E se il miglior dessert di stagione fosse semplicemente quello che salva la frutta troppo matura dal cestino? Questo gratin di frutta con mela, pera e banana si prepara in fretta, con pochi ingredienti, e regala quel profumo di forno caldo che mette tutti a tavola senza trattative.

Appena sfornato, le banane diventano quasi candite, la pera sprigiona un succo dolce e la mela mantiene la giusta consistenza sotto il cucchiaio. La superficie diventa dorata a chiazze, con qualche bordo leggermente caramellato. Profuma di frutta cotta, cannella se ne aggiungete, e quel piccolo zucchero naturale che si attacca al piatto. È un dessert semplice, ma non piatto: c’è morbidezza, succo, scioglievolezza e un po’ di contrasto.
Perché amerete questa ricetta
Ingredienti nel dettaglio

Frutti maturi, un po’ di cannella o vaniglia, e qualche mandorla se si vuole croccantezza.
- Banane : Apportano la dolcezza principale e una consistenza molto fondente dopo la cottura. Sceglietele ben mature, con qualche macchia sulla buccia: saranno più profumate e caramelleranno meglio.
- Mela : Equilibra la ricetta con una leggera acidità e una consistenza più decisa della banana. Una Golden dà un risultato dolce, una Pink Lady o una Canada dona più carattere e tiene bene al forno.
- Pera : Dona succo e una sensazione quasi composta, molto piacevole nel gratin. Prendete una pera matura ma non molle, altrimenti rischia di rilasciare troppa acqua e scomparire in cottura.
- Cannella o vaniglia : Questi profumi risvegliano i frutti senza coprirli.
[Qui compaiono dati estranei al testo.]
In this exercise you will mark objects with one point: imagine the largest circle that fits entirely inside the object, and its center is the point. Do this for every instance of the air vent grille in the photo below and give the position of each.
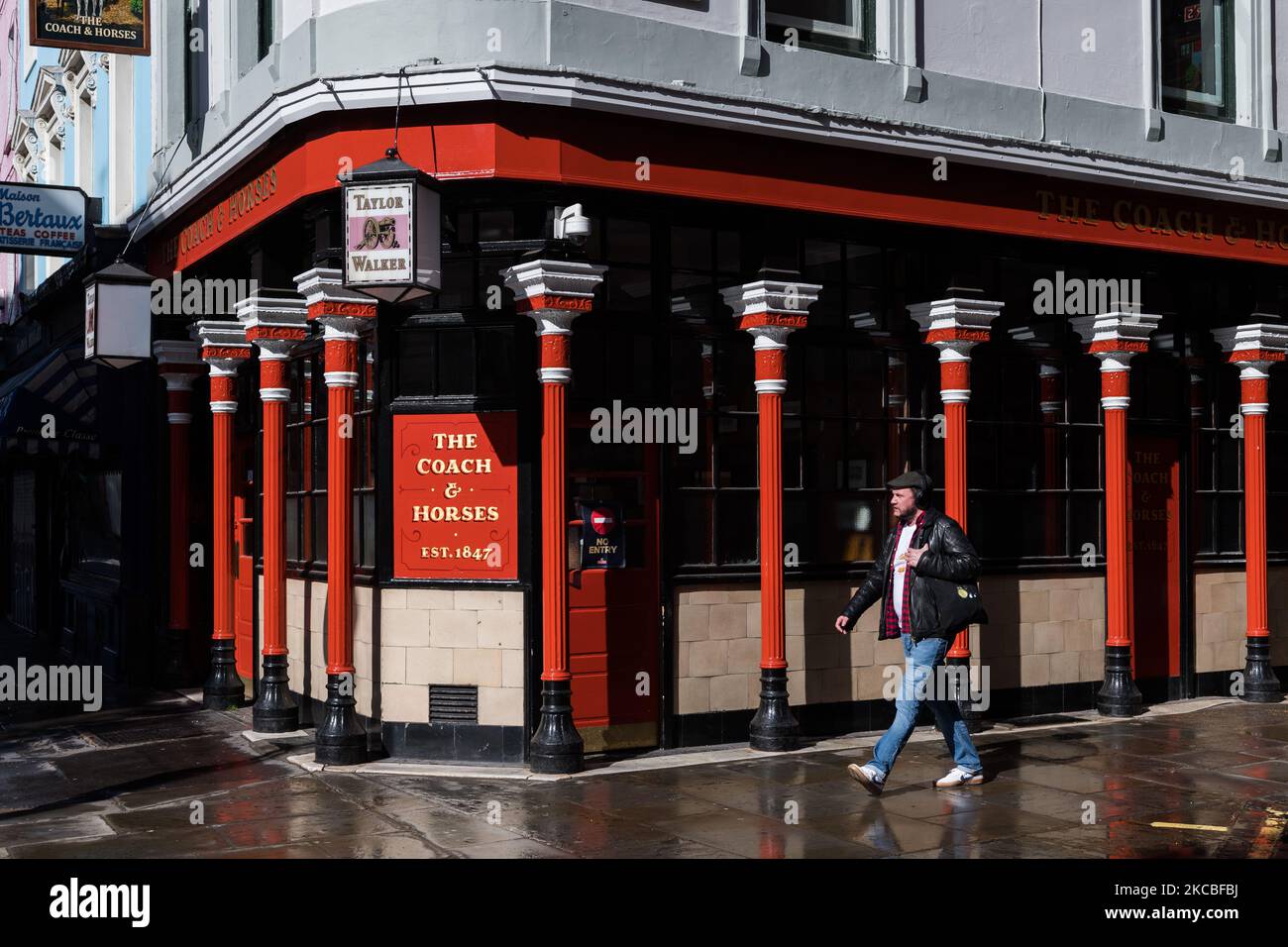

La cannella dà una nota calda, la vaniglia arrotonda il tutto; se non amate le spezie, un po’ di scorza di limone funziona benissimo.
- Burro o alternativa vegetale : Una piccola quantità aiuta i frutti a dorare e dona un succo più rotondo sul fondo del piatto. Potete sostituirlo con olio di cocco o margarina vegetale, specialmente se aggiungete cocco grattugiato.
- Mandorle a lamelle : Aggiungono croccantezza a un dessert naturalmente molto morbido. Se non le avete, usate nocciole tritate, fiocchi d’avena o niente: il gratin resta buono anche senza guarnizione.
Scegliete frutti maturi ma non spappolati
Il buon gratin inizia prima del forno, al momento di scegliere i frutti. Una banana ben matura zucchererà naturalmente il piatto, una pera morbida darà succo e una mela ancora soda darà consistenza sotto il cucchiaio. Evitate frutti dal sapore fermentato o pere troppo molli, perché potrebbero rendere il dessert acquoso e piatto. Quando tagliate i frutti, cercate pezzi regolari: cuoceranno allo stesso ritmo e daranno una consistenza più gradevole. Si deve sentire il profumo fresco della mela e la dolcezza della banana prima ancora di aggiungere qualsiasi cosa.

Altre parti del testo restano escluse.